Je vous remercie pour votre éclairage sur la notion d'éternité par la définition de l'Ethique et le chap.23 du Court Traité. Je comprends personnellement que nous sommes éternels en tant que notre âme est une idée qui est en Dieu de toute éternité (dans son entendement infini).
Comme souvent chez Spinoza, il est facile de dire ce qu'il ne pense pas (l'éternité comme survie de l'âme avec le corps post mortem) et difficile de préciser ce qu'il pense, même si l'on voit à peu près où il veut en venir (de là nos messages pour nous entraider par nos lectures respectives).
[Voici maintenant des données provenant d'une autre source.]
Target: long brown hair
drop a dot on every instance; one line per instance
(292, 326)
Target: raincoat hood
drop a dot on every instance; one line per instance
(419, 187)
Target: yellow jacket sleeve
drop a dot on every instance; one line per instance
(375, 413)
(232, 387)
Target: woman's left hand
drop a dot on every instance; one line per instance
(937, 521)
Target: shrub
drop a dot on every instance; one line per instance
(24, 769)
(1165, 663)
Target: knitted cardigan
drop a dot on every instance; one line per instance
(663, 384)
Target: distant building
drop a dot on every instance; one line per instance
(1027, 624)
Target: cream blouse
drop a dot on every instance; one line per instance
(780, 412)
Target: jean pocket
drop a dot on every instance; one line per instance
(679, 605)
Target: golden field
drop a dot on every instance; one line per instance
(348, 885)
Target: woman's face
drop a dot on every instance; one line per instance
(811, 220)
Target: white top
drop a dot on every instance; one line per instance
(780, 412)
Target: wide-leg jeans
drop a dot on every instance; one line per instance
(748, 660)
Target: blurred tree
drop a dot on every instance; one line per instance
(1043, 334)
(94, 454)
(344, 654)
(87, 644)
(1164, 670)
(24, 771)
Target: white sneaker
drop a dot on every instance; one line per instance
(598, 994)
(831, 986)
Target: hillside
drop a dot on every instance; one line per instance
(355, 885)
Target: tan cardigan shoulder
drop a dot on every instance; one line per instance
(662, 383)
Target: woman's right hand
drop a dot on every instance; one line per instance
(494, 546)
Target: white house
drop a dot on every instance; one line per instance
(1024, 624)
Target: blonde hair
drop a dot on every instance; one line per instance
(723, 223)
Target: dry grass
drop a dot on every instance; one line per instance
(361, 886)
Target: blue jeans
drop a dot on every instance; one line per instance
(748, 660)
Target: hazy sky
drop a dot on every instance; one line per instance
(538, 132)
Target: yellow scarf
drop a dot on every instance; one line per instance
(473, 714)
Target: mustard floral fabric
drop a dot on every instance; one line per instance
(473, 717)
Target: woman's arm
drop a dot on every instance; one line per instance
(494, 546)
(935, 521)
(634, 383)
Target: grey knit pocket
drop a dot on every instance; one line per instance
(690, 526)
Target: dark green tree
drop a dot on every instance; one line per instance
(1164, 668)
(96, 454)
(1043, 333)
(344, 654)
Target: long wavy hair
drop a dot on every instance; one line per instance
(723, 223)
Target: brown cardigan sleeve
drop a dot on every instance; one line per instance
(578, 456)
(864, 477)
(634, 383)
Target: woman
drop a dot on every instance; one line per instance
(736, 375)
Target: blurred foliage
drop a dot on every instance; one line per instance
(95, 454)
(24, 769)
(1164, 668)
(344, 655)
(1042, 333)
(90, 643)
Je pense que sur cette question, il faut lire et je lirai quelque jour "Spinoza l'expérience et l'éternité" de Moreau. Spinoza est décidément un auteur ardu et s'il faut commencer par lire Spinoza, il est nécessaire de prolonger notre lecture de son oeuvre par des lectures de commentateurs. C'est d'ailleurs là une difficulté inhérente à la philosophie de Spinoza : il ne cesse d'en appeler à des idées claires (et distinctes), et ses idées sont tellement difficiles à saisir que nous ne les comprenons parfois que confusément.
Les religions ont de l'avenir devant elles, car au moins elles proposent des messages simples à comprendre, alors que le spinozisme est difficile à comprendre même pour un philosophe (voyez sur ce point les difficultés de certains de ses interlocuteurs éclairés dans la correspondance).